3.4. Commission International de I’Eclairage (CIE) chromaticity diagram

As shown in

Table 1. Commission International de I’Eclairage (CIE) coordinates of different Dy³⁺ ion concentration of Sr₂CaWO₆.

Number	Phosphors	CIE Coordinates (x,y)
1	Sr2CaWO6	(0.18, 0.16)
2	Sr2Ca0.9985WO6:0.001Dy3+	(0.23, 0.21)
3	Sr2Ca0.9955WO6:0.003Dy3+	(0.27, 0.26)
4	Sr2Ca0.9925WO6:0.005Dy3+	(0.30, 0.29)
5	Sr2Ca0.99WO6:0.005Dy3+,0.005Li+	(0.30, 0.29)
6	Sr2Ca0.99WO6:0.005Dy3+,0.005Na+	(0.29, 0.28)
7	Sr2Ca0.99WO6:0.005Dy3+,0.005K+	(0.29, 0.28)
8	Sr2Ca0.985WO6:0.010Dy3+	(0.34, 0.33)
9	Sr2Ca0.9775WO6:0.015Dy3+	(0.35, 0.34)
10	Sr2Ca0.97WO6:0.020Dy3+	(0.37, 0.36)
11	Sr2Ca0.955WO6:0.030Dy3+	(0.37, 0.36)

, with the increase of doping concentration, the CIE coordinates of Sr₂Ca_(1-1.5x%)WO₆: x mol% Dy³⁺ phosphors can be adjusted from the blue region (0.18, 0.16) to white (0.34, 0.33) (x = 1), which is very close to the coordinate of standard white light (0.33, 0.33). As the doping concentration continues to increase, the CIE coordinates gradually shift to the yellow region (0.37, 0.36). By adjusting the concentration of Dy³⁺ ion, a series of phosphors with different CIE coordinates were successfully obtained and white light from a single host was successfully obtained (Figure 10).

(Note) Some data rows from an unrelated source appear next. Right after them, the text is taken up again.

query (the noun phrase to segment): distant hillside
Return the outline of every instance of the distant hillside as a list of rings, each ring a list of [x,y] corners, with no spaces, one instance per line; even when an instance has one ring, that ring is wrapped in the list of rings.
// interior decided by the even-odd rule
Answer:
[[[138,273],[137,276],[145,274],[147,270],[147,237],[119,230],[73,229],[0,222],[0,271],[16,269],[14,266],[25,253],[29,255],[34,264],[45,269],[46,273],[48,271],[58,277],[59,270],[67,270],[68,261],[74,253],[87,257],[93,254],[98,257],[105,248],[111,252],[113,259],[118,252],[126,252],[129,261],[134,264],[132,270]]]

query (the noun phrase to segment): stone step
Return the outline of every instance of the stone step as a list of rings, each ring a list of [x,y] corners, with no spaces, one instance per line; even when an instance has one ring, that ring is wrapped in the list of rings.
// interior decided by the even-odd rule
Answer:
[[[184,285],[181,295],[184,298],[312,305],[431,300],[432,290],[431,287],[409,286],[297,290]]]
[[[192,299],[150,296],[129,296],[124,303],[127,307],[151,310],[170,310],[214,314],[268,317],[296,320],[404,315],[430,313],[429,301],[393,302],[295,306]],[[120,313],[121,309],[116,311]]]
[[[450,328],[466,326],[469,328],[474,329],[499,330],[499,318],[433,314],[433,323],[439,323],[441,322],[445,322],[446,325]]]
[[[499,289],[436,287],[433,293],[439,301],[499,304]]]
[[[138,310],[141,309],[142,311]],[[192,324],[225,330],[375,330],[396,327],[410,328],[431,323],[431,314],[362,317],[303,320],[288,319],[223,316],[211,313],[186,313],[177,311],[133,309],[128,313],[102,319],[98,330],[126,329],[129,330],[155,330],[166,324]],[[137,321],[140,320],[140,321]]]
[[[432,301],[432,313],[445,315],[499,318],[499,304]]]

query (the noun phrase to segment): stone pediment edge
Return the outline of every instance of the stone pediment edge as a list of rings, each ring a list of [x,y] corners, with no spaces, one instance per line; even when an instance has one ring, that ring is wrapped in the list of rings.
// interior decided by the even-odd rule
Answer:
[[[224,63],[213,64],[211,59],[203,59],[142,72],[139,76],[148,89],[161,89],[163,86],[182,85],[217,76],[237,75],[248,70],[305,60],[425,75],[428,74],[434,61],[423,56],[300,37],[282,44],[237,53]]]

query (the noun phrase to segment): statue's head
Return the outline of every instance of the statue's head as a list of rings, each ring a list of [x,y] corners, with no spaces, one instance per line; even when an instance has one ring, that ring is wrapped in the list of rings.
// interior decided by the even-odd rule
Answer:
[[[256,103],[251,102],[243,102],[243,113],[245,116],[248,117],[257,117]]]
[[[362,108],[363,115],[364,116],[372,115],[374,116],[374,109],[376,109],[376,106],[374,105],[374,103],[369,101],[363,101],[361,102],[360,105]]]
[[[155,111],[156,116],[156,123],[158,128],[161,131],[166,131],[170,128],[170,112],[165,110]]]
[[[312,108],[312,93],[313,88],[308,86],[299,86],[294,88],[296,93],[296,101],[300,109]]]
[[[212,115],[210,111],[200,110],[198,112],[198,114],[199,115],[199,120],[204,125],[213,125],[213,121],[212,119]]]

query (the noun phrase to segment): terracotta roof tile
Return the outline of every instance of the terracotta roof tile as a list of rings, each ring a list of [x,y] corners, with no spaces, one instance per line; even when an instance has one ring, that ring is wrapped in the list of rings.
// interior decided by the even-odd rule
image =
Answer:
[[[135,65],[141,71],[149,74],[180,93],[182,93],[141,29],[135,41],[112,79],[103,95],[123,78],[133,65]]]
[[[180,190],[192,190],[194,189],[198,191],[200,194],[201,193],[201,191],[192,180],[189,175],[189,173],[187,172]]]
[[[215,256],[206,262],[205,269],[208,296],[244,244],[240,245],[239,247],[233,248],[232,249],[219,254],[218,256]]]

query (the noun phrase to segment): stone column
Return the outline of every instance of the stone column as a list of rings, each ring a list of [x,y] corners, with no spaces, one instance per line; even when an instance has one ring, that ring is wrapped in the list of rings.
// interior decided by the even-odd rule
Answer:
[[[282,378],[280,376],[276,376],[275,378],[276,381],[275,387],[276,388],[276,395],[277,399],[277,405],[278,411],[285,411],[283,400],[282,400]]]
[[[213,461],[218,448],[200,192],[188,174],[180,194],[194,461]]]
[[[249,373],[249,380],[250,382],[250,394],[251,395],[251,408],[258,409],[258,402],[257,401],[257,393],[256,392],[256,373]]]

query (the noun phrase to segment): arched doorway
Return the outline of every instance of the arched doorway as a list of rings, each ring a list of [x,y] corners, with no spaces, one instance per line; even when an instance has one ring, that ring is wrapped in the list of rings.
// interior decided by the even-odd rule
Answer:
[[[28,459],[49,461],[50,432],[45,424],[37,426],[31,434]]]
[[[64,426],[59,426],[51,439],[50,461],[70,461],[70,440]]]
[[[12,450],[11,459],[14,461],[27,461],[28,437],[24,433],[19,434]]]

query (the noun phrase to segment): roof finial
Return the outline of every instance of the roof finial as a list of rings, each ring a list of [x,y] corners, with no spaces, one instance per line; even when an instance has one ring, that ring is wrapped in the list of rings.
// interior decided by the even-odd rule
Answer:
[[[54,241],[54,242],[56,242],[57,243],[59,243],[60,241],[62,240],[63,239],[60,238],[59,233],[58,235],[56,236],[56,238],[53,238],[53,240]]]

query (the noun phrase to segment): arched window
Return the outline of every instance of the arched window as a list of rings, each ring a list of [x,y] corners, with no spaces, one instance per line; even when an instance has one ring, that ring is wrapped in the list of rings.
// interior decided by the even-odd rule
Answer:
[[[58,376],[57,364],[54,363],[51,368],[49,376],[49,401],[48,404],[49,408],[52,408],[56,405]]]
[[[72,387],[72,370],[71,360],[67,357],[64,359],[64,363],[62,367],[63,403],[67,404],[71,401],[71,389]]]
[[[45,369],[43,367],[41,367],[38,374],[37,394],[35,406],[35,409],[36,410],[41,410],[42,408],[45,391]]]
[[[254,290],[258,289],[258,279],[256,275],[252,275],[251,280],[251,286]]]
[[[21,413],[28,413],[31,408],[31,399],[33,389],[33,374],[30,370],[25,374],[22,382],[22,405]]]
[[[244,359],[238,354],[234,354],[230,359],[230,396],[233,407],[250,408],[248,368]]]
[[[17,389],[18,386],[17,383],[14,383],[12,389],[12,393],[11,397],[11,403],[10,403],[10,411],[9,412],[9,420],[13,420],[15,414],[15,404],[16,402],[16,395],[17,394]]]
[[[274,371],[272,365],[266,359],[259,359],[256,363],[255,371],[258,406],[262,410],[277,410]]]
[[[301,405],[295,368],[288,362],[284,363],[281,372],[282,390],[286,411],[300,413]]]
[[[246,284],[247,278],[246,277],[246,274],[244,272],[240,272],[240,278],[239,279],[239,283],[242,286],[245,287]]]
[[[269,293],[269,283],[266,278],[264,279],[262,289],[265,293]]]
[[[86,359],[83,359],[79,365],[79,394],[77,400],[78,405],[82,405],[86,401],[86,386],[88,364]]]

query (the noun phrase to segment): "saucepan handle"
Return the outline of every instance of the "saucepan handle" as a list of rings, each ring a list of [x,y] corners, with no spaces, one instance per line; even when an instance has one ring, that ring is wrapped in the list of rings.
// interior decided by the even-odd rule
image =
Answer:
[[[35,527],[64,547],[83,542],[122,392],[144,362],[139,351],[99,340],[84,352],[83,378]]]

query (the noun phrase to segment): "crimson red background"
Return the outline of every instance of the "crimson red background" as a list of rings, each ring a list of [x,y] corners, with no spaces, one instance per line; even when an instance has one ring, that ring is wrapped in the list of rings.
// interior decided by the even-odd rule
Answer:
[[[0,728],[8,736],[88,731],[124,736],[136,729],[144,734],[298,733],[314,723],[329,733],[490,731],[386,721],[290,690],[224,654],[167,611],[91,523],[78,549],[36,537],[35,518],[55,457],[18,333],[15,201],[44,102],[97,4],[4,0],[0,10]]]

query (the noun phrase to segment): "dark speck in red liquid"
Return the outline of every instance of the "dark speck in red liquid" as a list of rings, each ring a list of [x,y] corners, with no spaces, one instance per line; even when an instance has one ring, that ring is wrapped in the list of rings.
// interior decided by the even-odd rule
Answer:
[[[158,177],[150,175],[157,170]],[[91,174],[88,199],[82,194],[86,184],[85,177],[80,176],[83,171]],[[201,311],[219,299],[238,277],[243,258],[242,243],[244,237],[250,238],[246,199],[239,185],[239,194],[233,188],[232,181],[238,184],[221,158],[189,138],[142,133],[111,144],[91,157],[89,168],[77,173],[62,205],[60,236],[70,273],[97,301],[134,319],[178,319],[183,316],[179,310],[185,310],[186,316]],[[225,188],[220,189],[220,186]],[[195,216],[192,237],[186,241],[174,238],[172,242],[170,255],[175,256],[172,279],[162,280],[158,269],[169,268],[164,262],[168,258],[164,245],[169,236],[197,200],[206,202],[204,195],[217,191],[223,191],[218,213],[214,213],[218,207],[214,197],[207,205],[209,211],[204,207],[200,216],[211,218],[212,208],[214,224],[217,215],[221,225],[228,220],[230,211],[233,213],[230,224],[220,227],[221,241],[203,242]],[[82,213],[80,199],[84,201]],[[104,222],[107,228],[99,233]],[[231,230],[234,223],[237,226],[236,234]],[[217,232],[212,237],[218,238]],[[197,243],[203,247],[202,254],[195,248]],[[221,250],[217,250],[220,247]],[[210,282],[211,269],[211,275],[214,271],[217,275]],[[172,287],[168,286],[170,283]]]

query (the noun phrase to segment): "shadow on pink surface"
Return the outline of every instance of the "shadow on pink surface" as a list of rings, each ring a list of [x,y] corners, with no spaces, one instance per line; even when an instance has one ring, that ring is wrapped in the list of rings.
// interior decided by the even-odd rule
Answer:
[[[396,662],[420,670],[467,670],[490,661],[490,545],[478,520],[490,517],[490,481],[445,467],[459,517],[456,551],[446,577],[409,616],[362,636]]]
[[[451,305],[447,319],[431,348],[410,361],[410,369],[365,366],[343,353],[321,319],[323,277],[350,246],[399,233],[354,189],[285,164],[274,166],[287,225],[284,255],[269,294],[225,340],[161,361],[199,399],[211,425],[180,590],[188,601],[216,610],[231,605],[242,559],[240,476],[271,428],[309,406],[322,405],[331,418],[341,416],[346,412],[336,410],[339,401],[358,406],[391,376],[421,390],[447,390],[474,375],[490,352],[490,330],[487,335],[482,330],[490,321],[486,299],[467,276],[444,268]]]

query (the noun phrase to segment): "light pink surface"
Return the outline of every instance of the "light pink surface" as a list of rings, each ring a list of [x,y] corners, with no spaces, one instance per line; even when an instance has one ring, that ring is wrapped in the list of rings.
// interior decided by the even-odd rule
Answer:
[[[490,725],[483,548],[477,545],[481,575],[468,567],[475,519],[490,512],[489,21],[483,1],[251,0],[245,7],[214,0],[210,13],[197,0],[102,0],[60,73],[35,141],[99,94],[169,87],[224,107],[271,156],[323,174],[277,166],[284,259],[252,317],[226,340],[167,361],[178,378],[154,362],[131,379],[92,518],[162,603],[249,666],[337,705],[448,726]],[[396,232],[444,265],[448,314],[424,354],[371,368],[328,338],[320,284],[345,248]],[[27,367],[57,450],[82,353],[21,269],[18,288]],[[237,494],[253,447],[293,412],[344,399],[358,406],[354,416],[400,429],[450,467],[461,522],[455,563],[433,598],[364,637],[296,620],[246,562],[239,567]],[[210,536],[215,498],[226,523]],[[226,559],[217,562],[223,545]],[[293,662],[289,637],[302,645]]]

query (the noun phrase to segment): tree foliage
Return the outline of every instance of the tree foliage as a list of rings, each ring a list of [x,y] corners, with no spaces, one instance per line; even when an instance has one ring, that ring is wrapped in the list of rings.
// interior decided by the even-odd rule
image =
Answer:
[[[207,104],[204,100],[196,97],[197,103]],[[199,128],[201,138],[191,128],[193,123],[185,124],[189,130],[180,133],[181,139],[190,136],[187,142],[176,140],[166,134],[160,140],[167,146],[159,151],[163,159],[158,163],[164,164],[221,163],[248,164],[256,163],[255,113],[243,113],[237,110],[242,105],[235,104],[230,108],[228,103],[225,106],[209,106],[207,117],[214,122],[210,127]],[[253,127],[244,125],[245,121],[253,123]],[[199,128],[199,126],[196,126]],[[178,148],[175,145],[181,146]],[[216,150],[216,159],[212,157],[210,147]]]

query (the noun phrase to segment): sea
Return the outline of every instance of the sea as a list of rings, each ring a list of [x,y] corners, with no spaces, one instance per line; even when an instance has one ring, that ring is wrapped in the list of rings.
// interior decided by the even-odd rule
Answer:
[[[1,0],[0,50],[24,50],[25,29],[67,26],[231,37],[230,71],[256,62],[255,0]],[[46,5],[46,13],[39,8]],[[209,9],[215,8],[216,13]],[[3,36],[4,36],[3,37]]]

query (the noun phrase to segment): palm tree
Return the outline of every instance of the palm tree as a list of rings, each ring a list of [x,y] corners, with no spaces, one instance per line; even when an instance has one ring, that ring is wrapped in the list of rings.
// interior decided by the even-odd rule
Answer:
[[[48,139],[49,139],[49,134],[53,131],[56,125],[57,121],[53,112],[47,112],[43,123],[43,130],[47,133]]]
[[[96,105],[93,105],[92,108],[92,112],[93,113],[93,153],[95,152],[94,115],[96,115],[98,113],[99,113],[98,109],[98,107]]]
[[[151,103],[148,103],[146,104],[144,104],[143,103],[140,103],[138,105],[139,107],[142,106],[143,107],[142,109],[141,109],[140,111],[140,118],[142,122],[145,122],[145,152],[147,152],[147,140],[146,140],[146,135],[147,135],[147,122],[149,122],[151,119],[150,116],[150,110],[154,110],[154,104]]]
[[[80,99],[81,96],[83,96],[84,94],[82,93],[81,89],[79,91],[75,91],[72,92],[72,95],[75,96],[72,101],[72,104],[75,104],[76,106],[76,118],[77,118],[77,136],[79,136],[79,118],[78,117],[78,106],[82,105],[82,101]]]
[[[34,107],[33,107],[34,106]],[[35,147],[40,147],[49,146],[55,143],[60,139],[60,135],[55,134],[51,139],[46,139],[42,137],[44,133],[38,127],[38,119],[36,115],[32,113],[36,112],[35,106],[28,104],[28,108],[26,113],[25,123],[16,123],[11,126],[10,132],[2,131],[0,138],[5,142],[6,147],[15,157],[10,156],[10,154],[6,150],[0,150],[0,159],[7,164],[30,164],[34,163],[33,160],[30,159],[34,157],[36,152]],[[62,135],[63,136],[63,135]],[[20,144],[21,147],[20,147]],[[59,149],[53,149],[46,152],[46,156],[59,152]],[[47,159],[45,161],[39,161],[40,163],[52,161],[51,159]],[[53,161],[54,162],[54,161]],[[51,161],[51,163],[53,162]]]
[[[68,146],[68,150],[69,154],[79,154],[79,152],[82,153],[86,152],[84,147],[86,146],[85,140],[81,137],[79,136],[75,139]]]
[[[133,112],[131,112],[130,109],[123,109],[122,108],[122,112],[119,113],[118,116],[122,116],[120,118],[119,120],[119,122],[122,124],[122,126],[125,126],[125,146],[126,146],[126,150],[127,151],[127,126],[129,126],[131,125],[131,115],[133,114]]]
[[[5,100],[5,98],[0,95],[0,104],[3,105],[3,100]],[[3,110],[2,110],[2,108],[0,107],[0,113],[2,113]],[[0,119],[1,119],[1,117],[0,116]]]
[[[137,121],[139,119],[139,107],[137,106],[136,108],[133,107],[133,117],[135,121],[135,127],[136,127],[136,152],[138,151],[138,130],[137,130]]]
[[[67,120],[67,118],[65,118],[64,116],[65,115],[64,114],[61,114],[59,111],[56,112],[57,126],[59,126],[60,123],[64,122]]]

Chromaticity coordinates of Sr₂Ca_(1−1.5x%)WO₆: x mol% Dy³⁺ (x = 0, 0.1, 0.3, 0.5, 1.0, 2.0, 3.0) and Sr₂Ca_0.99WO₆: 0.5 mol% Dy³⁺, 0.5 mol% M⁺ (M⁺ = Li⁺, Na⁺ or K⁺) were compared at various Dy³⁺ ion concentration. It can be seen that the CIE coordinates of the samples with and without charge compensation ions are very close (Figure 10). Therefore, the introduction of charge compensation ion does not significantly affect the chromaticity coordinates.

4. Conclusions

In summary, phosphors with Dy³⁺ doped on the Ca site of Sr₂CaWO₆ were prepared by high temperature solid state method, and they can be excited under 310 nm ultraviolet. The host compound, Sr₂CaWO₆ emits blue light centered at 449 nm with the color coordinate of (0.18, 0.16) under ultraviolet excitation at 310 nm. The intensity of emission peaks under 310 nm excitation can be tuned by adjusting the concentration of Dy³⁺ ion. White light emission with CIE coordinate (0.34, 0.33) was successfully generated in Sr₂CaWO₆:Dy³⁺ phosphors at the doping level of 1 mol% on the Ca site. Considering the overlap between the emission spectra of host lattice and the excitation spectra of Dy³⁺ ions, it is expected that there is efficient energy transfer from host lattice to Dy³⁺ ions.